I picked up the Sunday Telegraph today and the first 8 pages were dedicated to the phone hacking story. Four pages of excuses, apologies and promises from Assistant Commissioner John Yates. Three pages of hand ringing and editorial. One page of opinion on how the press should, or rather shouldn't, be regulated in future.

I am not sure that there is public interest sufficient to justify this coverage. Did anyone give a damn when the Royal Family, celebrities and politicians were having their voice mails hacked?  The current revelations are quite disgusting and the politicians are falling all over each other to be seen to be taking action and show some leadership. The same politicians that were fawning all over News International to get support for their party.

After two very expensive public enquiries we will learn that there has been extensive phone hacking taking place within News International and perhaps elsewhere. Some people will go to prison as a result of the police investigation. (The current one that is actually investigating rather than burying it.) Phone hacking will still be illegal. We may get a new body to replace the rather toothless Press Complaints Commission although this is fraught with danger if the independence of the press is to be maintained.

Little will change while there still remains an insatiable appetite by a significant proportion of our population for the salacious gossip and scandal that fills most of the Sunday rags.


  1. I for one cannot believe the hypocrisy of The Guardian newspaper who with self assure smugness posted so many stories from the wikileaks files, secrets that has probably led to much death and destruction in various parts of the world and at the very least a destabilizing effect on some regions.
    Yet I see the Editor come on TV saying how disgusting this hacking is. His paper has had the most disgusting hacked information ever yet because they were stolen secrets hacked out of military security ad it was against certain States and not individuals they slap themselves on the back for a job well done.
    I wonder if the dead would be congratulating them for their hacked stories.
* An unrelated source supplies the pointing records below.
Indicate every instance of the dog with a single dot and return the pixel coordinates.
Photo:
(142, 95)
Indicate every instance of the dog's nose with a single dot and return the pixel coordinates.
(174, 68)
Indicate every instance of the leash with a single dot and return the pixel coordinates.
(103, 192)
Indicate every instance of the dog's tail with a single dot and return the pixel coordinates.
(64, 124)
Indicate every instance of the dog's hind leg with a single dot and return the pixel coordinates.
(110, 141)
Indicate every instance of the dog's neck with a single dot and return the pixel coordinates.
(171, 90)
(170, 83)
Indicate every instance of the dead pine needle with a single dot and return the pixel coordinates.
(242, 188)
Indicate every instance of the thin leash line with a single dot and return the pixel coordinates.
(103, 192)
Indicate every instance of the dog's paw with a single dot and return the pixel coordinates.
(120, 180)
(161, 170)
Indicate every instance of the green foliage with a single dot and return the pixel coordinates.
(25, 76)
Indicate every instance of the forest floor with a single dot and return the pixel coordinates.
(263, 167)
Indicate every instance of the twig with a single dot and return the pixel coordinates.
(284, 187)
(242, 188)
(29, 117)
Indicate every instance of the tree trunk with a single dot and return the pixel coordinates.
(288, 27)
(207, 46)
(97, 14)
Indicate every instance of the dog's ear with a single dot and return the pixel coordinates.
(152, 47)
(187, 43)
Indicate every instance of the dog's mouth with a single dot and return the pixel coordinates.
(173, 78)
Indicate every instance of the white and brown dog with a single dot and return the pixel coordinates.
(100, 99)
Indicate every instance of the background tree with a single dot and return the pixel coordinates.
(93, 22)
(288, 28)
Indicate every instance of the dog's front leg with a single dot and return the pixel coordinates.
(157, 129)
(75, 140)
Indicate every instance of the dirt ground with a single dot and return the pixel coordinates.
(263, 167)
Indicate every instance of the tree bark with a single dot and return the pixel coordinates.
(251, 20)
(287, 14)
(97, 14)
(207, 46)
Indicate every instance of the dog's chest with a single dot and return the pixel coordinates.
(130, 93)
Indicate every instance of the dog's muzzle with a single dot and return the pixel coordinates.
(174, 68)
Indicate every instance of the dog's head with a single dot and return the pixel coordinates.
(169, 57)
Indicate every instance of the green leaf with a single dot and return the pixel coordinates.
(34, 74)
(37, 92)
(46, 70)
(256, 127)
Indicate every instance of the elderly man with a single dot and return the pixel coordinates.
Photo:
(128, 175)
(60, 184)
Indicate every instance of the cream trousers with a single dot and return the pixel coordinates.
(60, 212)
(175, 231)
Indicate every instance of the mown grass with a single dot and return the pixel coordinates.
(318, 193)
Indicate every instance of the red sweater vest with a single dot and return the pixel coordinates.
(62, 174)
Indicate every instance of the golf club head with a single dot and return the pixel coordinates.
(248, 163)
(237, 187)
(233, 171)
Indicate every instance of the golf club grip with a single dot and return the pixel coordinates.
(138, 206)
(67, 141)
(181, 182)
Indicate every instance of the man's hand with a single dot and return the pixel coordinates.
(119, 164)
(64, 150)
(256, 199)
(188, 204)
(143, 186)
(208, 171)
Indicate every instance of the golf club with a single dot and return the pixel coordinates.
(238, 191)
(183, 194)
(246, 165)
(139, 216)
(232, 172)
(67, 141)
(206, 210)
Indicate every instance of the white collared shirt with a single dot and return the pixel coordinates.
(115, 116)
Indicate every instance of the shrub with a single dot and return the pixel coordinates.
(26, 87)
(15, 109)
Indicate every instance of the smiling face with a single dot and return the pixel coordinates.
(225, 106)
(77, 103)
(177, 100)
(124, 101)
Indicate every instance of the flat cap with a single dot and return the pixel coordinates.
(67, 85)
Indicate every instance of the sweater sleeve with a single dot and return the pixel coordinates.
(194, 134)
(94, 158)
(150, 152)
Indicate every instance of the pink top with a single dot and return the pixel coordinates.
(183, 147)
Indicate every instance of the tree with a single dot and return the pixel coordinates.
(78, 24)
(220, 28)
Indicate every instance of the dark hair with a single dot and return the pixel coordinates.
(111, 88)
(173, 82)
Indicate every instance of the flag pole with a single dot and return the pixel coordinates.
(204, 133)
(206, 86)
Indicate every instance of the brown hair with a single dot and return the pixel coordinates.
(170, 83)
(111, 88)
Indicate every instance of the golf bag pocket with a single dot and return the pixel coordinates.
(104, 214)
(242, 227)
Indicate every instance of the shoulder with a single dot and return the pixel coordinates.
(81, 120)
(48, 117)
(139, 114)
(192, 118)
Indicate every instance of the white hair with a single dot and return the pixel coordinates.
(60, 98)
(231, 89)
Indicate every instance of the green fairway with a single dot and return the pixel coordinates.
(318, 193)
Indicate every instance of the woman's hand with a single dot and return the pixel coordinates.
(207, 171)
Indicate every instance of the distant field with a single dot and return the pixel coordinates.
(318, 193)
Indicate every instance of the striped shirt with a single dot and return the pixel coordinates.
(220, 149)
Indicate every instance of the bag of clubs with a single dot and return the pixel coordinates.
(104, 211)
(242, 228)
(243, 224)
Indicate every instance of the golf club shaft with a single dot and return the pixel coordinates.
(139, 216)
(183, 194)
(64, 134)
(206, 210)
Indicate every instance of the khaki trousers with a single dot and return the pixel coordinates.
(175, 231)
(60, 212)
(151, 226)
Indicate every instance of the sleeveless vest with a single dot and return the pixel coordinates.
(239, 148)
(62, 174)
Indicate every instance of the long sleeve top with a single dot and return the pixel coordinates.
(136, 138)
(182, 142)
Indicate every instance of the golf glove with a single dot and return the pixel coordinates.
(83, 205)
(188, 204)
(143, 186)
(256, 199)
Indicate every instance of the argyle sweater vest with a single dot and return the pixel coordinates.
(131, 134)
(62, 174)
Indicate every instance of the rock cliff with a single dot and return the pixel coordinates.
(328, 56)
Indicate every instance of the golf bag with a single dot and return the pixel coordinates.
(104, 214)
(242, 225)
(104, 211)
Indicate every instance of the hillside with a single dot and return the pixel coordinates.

  2. The big questions already seem to be given up on in today's news. Lurking under all this is a 20 year old axe murder and a bungled trial in which the prosecution wanted to give evidence from some 'grass' who had his sentence reduced from 28 to 3 years. We need a public enquiry into our political system.

  3. the usual suspects:

    "The death is currently being treated as unexplained, but not thought to be suspicious. Police investigations into this incident are ongoing."
    the cynics amongst us already know the outcome to that statement. The police are already heavily involved . Allegedly.